The mile high city might never be the same after GRF's Thelma & Louise hit town. ROFL


----------



## lovesgoldens (Apr 18, 2009)

*I have an extra motel room for Nationals*

Hi,

I have an extra motel room in my name if anyone is needing one for Nationals in Enid. If I don't hear from anyone prior to Monday, I'm going to phone the motel and cancel the reservation but I wanted to give it to someone here needing a room if I could. The rate is $70 per night with a $7 dog charge per night The reservation is for the 25th and 26th of October. If interested, please email me at [email protected]

Kenda


----------



## lovesgoldens (Apr 18, 2009)

*Extra room for Nationals*

DCPakaMOM, 

I received your private message about the room but I don't think you've received mine. Since I am a new member, I cannot send private messages yet.

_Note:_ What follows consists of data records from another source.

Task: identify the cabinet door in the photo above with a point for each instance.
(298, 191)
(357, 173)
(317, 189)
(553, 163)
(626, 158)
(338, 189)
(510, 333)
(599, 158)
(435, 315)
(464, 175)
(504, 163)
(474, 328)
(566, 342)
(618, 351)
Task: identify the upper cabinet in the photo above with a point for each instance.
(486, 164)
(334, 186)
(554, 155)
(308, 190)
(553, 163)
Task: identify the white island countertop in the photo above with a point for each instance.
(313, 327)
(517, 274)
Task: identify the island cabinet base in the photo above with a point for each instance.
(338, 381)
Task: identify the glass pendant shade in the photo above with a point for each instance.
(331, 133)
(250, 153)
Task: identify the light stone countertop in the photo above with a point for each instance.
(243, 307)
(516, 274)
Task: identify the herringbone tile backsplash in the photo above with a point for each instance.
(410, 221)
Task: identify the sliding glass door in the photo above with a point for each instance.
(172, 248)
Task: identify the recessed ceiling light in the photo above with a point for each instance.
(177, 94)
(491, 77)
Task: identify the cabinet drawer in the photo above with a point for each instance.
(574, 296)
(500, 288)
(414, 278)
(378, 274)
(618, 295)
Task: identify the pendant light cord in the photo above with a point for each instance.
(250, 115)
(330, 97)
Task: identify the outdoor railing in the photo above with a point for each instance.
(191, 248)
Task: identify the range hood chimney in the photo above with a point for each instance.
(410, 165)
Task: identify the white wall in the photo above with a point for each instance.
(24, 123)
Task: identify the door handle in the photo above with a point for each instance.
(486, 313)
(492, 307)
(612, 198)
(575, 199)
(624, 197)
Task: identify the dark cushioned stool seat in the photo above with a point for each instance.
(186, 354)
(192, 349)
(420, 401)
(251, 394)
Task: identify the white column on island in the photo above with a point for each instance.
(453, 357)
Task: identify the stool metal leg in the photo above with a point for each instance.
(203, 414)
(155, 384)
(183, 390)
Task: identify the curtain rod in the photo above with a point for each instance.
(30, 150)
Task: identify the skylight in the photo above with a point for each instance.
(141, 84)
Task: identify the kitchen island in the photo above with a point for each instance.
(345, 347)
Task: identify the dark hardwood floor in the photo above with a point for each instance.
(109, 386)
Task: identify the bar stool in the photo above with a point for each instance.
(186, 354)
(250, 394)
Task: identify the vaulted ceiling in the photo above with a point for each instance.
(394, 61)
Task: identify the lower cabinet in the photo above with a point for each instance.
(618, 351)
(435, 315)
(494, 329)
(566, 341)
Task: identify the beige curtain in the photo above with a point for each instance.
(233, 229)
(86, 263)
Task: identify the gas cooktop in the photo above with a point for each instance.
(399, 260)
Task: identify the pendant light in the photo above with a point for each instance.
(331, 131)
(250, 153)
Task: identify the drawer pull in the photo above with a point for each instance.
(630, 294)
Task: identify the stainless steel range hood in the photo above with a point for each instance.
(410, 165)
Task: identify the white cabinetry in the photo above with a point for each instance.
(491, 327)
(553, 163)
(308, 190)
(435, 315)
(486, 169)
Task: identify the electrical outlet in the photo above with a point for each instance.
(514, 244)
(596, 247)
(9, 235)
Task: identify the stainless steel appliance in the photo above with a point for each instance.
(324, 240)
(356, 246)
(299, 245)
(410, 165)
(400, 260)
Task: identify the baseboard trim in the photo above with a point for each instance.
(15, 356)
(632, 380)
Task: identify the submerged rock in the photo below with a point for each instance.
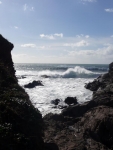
(55, 102)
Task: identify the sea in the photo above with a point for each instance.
(60, 81)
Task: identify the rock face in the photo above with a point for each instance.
(33, 84)
(85, 126)
(21, 125)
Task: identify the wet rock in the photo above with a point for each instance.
(55, 102)
(71, 100)
(45, 76)
(33, 84)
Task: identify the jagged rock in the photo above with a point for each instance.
(55, 102)
(45, 76)
(33, 84)
(71, 100)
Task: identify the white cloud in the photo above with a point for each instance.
(15, 27)
(87, 36)
(32, 9)
(82, 36)
(25, 7)
(28, 45)
(109, 10)
(88, 1)
(78, 44)
(52, 36)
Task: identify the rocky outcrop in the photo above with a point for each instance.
(21, 125)
(85, 126)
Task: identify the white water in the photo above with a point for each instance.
(60, 85)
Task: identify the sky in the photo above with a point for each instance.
(59, 31)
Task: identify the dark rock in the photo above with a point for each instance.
(21, 77)
(21, 125)
(93, 86)
(78, 110)
(71, 100)
(51, 146)
(97, 125)
(45, 76)
(33, 84)
(55, 102)
(62, 106)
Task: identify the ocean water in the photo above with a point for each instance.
(63, 80)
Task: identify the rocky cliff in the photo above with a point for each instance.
(21, 125)
(85, 126)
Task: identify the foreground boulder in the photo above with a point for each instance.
(85, 126)
(33, 84)
(55, 102)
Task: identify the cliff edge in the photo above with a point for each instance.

If your friend is still interested in the room, please email me at [email protected]. I have held onto it since you were the first to have responded.

Thank you!

Kenda


----------



## Ljilly28 (Jan 22, 2008)

I wish I could fly to Nationals so badly, and I hope someone from GRF will update us daily on the news as it happens! It was so much fun when PG kept us in the loop for Westminster last year.

http://www.cogrc.org/national/2009-Forms/2009judgingprog-final.pdf

Finn, Tally, and Tango all have brothers, fathers, sisters and cousins in various venues so it's fun to cheer them on from armchair status. GabeJR, Tally's brother, is being presented by Pam Desrosiers and Noah is going with Steve Brenson. Grampa Casanova and Violet are both in the top 20 gala, and then the hunt tests/field trials are high stakes for the boys' last legs and first Q's. . . I am so sad to miss all this. 

My goal is that, by the next time the Nationals makes it to the northeast, I'll have a show puppy of my own to enter and that Tally will be working on his UD. Who knows if I can make this goal, but it is fun setting it.


----------